Decreasing Volume
* Pressure Increase: When you decrease the volume of a gas while keeping the temperature constant, the gas molecules have less space to move around. This leads to more frequent collisions with the container walls, resulting in an increase in pressure. Think of it like squeezing a balloon – the air inside gets compressed and pushes harder against the balloon.
* Density Increase: Since the same amount of gas is now packed into a smaller space, the density of the gas increases. There are more gas molecules per unit volume.
Increasing Volume
* Pressure Decrease: When you increase the volume of the gas, the molecules have more space to move. This leads to fewer collisions with the container walls, resulting in a decrease in pressure. Like letting air out of a balloon, the pressure inside drops.
* Density Decrease: As the gas expands, the same amount of gas is spread over a larger volume, making the density lower.
Key Points:
* Boyle's Law: This relationship between volume and pressure for a gas is described by Boyle's Law, which states that the pressure of a gas is inversely proportional to its volume at constant temperature.

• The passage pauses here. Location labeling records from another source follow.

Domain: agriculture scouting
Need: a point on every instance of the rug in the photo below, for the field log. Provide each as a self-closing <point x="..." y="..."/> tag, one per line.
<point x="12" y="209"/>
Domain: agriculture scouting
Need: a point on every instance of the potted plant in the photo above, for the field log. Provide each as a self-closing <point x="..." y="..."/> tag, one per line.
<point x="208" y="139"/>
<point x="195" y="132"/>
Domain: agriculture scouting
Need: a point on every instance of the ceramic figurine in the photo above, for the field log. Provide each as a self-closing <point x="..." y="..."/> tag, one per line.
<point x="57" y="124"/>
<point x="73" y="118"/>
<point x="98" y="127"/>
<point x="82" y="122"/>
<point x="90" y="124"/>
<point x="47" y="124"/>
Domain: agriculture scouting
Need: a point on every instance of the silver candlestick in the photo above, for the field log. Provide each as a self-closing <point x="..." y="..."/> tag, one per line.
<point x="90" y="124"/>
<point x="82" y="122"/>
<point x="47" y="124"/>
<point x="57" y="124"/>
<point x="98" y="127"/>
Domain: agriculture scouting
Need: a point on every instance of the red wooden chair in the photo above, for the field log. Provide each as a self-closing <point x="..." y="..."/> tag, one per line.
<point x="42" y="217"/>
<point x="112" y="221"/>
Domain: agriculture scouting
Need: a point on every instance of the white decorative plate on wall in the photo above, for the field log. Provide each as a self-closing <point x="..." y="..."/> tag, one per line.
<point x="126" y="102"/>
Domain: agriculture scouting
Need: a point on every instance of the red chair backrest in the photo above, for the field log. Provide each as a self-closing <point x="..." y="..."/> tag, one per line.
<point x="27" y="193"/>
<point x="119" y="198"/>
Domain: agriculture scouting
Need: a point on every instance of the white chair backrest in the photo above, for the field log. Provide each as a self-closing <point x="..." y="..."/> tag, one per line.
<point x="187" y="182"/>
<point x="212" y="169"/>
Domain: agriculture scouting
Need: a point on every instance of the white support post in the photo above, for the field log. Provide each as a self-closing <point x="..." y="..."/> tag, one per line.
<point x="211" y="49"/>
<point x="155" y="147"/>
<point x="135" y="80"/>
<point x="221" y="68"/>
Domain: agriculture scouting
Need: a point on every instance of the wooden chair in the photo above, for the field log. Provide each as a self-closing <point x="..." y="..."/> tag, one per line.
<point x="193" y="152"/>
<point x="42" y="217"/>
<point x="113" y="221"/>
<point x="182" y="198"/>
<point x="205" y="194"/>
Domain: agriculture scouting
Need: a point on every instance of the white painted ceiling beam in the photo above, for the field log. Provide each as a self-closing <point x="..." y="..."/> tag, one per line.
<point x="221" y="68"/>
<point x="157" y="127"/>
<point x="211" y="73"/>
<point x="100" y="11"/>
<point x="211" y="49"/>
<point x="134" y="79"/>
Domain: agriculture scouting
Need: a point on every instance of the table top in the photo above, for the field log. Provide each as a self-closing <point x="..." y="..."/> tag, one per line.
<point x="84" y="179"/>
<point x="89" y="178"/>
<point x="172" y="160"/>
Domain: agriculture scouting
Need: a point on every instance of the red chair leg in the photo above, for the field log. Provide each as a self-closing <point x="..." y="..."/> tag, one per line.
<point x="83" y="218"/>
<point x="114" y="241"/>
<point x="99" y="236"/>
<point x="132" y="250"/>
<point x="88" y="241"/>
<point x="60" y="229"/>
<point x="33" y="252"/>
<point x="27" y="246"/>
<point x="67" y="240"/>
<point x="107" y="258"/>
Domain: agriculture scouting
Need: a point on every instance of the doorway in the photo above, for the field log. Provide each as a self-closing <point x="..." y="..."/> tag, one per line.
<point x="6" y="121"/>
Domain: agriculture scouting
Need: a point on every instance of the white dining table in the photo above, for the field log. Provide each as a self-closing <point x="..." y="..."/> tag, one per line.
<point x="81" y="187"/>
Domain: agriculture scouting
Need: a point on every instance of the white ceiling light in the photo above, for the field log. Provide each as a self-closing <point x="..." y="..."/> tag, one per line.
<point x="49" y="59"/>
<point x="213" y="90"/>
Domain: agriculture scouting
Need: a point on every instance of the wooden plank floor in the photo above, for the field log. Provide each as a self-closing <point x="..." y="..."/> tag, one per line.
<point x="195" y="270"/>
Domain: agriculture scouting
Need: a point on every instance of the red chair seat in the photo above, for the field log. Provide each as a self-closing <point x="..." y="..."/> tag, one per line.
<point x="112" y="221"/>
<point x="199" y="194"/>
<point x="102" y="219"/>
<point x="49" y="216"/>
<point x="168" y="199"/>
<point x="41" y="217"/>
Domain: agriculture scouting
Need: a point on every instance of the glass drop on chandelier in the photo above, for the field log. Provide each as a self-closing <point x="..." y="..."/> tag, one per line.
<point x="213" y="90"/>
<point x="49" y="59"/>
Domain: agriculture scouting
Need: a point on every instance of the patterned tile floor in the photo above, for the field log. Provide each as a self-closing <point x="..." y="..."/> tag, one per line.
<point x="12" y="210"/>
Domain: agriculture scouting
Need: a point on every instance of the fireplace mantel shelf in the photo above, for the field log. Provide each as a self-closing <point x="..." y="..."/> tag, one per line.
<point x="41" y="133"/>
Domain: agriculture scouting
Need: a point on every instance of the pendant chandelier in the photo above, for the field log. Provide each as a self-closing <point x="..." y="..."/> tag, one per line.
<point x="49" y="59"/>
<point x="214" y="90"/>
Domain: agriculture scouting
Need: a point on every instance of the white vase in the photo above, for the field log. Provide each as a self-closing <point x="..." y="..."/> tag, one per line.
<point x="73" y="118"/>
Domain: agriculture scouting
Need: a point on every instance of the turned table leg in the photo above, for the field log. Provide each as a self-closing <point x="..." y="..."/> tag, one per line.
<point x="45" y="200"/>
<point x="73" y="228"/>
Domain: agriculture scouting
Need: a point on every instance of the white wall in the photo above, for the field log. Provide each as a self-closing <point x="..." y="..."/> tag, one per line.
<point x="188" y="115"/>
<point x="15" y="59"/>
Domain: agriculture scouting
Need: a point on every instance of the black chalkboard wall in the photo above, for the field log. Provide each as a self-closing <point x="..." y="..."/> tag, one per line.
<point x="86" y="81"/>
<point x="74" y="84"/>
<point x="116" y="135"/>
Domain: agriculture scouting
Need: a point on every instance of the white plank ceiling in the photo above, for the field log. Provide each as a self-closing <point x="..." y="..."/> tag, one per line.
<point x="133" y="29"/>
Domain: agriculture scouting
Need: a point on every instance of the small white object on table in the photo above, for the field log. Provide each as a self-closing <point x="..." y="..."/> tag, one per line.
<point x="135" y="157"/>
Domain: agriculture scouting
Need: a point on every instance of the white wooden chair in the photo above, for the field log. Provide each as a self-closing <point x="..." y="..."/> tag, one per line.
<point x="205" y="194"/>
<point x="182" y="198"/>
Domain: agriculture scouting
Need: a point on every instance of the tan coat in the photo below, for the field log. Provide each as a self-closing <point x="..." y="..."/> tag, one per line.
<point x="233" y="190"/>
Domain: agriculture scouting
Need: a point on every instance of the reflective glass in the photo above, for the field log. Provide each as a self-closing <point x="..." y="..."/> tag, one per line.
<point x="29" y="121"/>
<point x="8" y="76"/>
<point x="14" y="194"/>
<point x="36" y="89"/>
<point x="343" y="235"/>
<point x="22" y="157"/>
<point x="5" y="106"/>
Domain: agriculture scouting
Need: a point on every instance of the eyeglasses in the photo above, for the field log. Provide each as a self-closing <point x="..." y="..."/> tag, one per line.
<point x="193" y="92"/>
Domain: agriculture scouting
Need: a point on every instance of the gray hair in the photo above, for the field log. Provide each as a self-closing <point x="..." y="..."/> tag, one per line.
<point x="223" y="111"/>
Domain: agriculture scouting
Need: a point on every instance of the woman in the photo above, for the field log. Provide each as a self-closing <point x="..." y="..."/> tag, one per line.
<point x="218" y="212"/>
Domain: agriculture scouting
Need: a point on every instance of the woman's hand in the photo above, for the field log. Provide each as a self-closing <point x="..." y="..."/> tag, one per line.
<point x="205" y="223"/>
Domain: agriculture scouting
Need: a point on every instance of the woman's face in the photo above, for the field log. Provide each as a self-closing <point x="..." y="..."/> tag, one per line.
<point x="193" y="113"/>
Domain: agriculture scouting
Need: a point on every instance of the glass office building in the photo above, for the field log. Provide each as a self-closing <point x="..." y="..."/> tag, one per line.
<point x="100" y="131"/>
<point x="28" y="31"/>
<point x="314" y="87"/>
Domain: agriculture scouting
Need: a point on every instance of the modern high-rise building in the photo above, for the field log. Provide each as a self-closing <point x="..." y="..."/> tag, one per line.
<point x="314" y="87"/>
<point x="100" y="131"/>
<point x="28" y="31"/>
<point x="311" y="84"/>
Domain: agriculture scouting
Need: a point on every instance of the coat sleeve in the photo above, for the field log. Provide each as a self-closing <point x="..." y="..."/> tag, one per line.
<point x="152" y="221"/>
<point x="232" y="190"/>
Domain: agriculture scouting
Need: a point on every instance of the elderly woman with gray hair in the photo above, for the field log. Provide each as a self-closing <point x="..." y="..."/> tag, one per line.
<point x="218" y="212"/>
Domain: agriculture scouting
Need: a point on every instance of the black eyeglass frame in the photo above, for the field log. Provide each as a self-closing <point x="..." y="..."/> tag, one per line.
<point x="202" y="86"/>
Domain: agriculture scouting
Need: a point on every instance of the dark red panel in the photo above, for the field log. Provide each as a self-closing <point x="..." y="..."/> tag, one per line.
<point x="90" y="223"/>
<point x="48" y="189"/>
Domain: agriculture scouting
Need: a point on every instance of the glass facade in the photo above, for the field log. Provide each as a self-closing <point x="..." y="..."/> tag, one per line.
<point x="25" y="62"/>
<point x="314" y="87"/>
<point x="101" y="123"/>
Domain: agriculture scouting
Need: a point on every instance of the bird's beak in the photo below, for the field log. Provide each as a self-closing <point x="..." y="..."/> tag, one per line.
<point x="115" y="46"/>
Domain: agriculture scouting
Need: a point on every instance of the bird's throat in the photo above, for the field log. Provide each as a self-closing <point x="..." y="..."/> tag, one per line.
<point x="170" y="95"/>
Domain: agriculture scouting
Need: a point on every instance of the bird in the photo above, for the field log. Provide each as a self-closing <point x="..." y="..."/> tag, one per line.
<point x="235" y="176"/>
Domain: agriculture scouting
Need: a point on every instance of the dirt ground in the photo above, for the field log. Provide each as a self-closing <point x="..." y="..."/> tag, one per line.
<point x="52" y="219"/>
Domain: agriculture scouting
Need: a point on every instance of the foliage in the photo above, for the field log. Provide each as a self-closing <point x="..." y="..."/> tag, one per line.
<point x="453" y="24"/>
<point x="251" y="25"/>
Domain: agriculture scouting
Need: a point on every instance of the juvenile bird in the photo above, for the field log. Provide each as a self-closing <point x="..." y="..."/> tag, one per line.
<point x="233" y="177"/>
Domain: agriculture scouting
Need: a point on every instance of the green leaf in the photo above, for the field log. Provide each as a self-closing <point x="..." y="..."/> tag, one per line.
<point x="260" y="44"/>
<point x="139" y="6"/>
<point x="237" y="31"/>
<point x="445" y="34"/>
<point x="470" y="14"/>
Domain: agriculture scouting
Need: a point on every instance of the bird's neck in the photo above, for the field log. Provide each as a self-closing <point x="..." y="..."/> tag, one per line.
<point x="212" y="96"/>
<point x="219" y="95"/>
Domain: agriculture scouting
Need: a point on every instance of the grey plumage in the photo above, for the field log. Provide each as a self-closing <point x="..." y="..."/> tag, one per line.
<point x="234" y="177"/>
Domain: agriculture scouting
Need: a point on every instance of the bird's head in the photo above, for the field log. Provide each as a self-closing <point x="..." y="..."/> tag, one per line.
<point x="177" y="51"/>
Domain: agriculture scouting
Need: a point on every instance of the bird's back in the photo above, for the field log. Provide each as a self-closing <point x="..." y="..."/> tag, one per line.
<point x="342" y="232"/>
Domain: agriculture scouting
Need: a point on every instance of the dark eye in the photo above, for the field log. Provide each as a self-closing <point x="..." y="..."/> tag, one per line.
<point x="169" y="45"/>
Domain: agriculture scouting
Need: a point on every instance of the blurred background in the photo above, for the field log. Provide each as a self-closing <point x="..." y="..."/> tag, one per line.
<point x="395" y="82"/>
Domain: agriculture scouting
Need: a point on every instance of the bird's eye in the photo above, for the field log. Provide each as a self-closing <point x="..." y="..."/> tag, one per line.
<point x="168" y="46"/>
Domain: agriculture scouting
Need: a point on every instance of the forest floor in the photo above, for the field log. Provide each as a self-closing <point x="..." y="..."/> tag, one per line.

* Temperature: We're assuming the temperature remains constant in this scenario. If the temperature changes, the relationship between volume and pressure becomes more complex.
* Real-world Example: Imagine a bicycle pump. When you push down on the handle, you decrease the volume of air inside, causing the pressure to increase, which then forces the air into the tire.
In Summary:
Decreasing the volume of a gas increases its pressure and density. Increasing the volume of a gas decreases its pressure and density. This relationship is governed by Boyle's Law and is fundamental to understanding the behavior of gases.